But after graduation the big gap occurs — the aliens, now re-defined as "students", get the tax break, as do their employers, but the citizen graduates (and their employers) do not. So if an employer is looking at two equally qualified job applicants, both recent college graduates and both willing to work for $50,000 a year (a recent average salary for new college graduates), one an alien and one a citizen, that employer may very well prefer the alien who will be $4,000 a year cheaper than the citizen. Payroll taxes come to a little over 8 percent of the paycheck; in OPT, neither worker nor the employer has to pay the 8 percent; the trust funds lose bundles as a result.

The two parts of the OPT program that subsidize the alien alumni are the first year, or the OPT per se period, of the subsidy; if the alien alumnus has (as many of them do) a major in the fields of science, technology, engineering, or math (STEM), then the subsidized employment can go on for as much as two more years, for a total of three years. Many in these categories use OPT as a middle step while waiting for a slot as an H-1B worker (where there is, appropriately, full payment of payroll taxes).

If that is not complicated enough, there are two steps within the OPT alumni program that are covered by the previously shown data, but not really explained. An alien graduate gets an authorization from his or her university to seek OPT (and OPT/STEM) work; and then, in another step, after securing a job offer, the alien files for an employment authorization document (EAD) from U.S. Citizenship and Immigration Services.

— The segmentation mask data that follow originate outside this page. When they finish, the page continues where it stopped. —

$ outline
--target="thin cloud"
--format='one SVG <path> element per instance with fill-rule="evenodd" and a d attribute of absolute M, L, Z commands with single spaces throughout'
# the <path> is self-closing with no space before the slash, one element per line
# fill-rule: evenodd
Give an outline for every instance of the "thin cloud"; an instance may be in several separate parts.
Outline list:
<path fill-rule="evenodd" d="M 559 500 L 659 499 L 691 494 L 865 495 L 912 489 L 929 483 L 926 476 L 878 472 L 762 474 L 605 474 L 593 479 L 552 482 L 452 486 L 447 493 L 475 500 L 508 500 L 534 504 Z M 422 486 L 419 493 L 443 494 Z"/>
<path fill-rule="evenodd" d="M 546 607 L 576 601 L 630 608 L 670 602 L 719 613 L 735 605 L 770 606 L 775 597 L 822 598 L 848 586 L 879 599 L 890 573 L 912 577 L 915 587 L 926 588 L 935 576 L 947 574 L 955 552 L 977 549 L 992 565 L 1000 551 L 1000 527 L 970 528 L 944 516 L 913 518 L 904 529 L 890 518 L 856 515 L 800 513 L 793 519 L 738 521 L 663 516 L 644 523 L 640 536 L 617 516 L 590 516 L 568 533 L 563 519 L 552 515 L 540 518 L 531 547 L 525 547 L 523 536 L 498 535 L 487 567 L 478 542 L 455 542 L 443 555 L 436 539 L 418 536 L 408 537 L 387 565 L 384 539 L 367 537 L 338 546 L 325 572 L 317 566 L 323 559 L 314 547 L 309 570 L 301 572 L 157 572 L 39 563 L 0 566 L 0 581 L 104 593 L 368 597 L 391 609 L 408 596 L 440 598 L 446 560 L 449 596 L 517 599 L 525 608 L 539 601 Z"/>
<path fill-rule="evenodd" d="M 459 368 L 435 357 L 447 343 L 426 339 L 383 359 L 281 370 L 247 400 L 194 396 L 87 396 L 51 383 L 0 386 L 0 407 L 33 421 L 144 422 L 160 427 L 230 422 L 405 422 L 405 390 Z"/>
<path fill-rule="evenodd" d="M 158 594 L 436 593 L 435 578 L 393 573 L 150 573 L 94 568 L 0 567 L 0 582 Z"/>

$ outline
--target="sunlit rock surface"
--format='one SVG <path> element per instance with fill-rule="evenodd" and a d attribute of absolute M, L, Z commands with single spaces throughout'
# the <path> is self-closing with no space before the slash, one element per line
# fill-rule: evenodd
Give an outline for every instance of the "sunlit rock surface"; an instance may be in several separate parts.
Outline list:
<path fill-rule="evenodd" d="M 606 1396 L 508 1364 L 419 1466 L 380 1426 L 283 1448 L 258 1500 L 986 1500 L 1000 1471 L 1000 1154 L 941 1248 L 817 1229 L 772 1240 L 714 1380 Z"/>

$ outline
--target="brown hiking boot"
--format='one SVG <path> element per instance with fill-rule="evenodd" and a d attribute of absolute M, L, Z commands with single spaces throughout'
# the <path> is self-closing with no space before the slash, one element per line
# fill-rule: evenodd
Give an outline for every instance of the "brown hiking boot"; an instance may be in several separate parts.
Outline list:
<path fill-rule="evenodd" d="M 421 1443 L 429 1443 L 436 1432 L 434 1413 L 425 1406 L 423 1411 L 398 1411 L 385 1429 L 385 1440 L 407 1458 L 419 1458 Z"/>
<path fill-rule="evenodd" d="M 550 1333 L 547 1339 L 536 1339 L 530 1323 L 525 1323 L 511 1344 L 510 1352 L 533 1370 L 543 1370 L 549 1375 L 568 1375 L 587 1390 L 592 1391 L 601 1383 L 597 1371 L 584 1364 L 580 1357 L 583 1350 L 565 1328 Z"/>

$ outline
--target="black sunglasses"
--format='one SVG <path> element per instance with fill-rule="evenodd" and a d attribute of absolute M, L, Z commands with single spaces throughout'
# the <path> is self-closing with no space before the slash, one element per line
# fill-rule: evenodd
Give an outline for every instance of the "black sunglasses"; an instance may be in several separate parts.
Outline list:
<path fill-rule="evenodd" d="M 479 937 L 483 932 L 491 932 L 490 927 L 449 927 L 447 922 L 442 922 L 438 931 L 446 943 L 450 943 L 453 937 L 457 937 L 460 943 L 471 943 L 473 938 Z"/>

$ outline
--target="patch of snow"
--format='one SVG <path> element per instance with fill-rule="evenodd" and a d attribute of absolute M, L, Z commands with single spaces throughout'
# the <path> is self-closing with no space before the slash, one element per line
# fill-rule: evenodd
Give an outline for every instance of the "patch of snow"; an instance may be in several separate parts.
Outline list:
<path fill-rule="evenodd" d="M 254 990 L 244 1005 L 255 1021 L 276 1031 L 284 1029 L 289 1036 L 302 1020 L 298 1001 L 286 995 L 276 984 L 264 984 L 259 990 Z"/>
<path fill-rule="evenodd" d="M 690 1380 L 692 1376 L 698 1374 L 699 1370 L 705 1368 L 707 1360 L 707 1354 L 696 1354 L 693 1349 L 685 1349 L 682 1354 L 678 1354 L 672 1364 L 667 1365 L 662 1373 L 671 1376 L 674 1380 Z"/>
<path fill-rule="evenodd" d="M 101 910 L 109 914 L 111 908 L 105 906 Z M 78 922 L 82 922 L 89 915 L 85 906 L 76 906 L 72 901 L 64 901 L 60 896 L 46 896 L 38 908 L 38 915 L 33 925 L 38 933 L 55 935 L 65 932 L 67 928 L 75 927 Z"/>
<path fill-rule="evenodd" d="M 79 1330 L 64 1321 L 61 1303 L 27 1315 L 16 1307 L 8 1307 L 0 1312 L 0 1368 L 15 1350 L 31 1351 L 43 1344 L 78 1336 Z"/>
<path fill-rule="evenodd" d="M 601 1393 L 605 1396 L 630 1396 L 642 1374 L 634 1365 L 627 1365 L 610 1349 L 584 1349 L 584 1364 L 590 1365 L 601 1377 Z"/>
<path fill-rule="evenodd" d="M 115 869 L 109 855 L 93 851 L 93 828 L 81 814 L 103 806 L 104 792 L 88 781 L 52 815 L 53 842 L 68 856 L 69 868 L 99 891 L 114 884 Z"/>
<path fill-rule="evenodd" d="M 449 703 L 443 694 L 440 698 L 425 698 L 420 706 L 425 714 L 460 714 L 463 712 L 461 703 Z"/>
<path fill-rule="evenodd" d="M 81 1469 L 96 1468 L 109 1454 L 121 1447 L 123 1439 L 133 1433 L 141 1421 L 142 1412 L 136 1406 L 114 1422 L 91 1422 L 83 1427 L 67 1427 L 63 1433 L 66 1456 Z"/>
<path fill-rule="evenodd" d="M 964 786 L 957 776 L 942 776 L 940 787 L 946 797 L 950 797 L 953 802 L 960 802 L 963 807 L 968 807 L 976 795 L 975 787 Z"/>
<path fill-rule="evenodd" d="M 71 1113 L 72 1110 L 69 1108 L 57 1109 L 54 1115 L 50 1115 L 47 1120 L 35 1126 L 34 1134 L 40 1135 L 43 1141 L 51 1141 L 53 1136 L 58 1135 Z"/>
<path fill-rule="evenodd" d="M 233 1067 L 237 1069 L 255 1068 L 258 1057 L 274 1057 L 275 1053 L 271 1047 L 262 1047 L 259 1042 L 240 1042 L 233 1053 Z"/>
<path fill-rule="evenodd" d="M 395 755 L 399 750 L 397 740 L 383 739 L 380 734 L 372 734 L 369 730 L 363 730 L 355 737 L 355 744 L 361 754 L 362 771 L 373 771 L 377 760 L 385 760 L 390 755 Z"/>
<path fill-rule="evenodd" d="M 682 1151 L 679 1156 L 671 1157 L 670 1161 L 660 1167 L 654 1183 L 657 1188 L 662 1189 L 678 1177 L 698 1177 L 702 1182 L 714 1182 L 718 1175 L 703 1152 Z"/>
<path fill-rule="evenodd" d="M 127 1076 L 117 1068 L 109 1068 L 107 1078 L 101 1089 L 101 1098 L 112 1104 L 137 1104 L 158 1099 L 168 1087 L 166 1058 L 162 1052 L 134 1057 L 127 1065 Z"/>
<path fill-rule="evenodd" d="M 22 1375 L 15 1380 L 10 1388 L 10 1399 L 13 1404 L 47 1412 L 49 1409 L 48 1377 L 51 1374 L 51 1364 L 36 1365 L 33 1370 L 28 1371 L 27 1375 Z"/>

I tried to get an explanation from the Student and Exchange Visitor Program (SEVP) as to why there were, for example, 69,650 "students" working in the OPT/STEM Program in 2018 (see the last row of Table 1) while in the same year, in Table 3, we see 118,660. I was told that the two items are not comparable, which is accurate, but not very helpful. I was further told that there are some overlaps among the three categories of OPT; one might be working under CPT and have received an authorization for OPT, for example.

My sense is that there is a serious drop-off in STEM/OPT participation from a university authorization to the granting of the EAD because of two main factors: (1) sheer passage of time; and (2) the intervention of the H-1B program. Other possibilities include that some of those with authorizations, but not EADs, leave the country. Also, some may find a way to work, presumably illegally, with an authorization, but without an EAD.

In any event, DHS should produce an easy-to-understand set of data on OPT workers and might — gasp! — actually report that each of them, and each of their employers, is getting a subsidy on the grounds that they are not U.S. citizens or green card holders. An odd reason for a subsidy.

The latter admission is probably too much to expect.

So How Many OPT Workers Are There? Just dealing with OPT and OPT/STEM, and ignoring CPT for the moment, just how many former foreign students got these subsidized jobs in 2018?

Table 1 shows 145,564 in 2018 for OPT, and 69,650 in OPT/STEM, for a combination of 215,214.

Table 2 shows a total of those in SEVIS with OPT of 208,065.

Table 3, dealing with authorizations rather than work permits, shows a combination of OPT and OPT/STEM at 407,075, which was up from the comparable figure of 383,201 in 2017 found in Table 4.

Further, if one looks at the comparable numbers for 2017 and 2018, one finds that four of the comparisons show a decline and four an increase.

With all this in mind, I would say that there was little net movement from year to year, and that 200,000-plus would be a plausible estimate of the size of the subsidized workforce in the two alumni programs, OPT and OPT/STEM, in 2018. But the public should not have to go through the gyrations described above to get the real number of alien alumni in these programs.

The apparent fact that OPT was running at something like the 2017 level in 2018 is encouraging, after years of constant expansion. And though I hate to be proven wrong, it is good news for the nation that the number of such alien workers is closer to 200,000 than to 300,000, as I previously estimated, based on authorization data, rather than the more pertinent EADs.

One other thing is perfectly clear, as two other tables provided by SEVP show (here and here) that with this program, like H-1B, a majority of workers come from India. In 2017, that percentage was 55.6 percent and in 2018 it was 59.4 percent. The number of Indians in the program in 2018 was 70,521 (by the measure used in these tabulations) compared to 25,843 from China, 2,086 from South Korea, 1,677 from Taiwan, 1,355 from Iran, and 1,268 from Nepal; no other country breaks the 1,000 mark.

That we are subsidizing employers to hire Iranians rather than Americans in this program — in total contrast to our general policy of seeking to cripple the Iranian economy — is noteworthy, to say the least.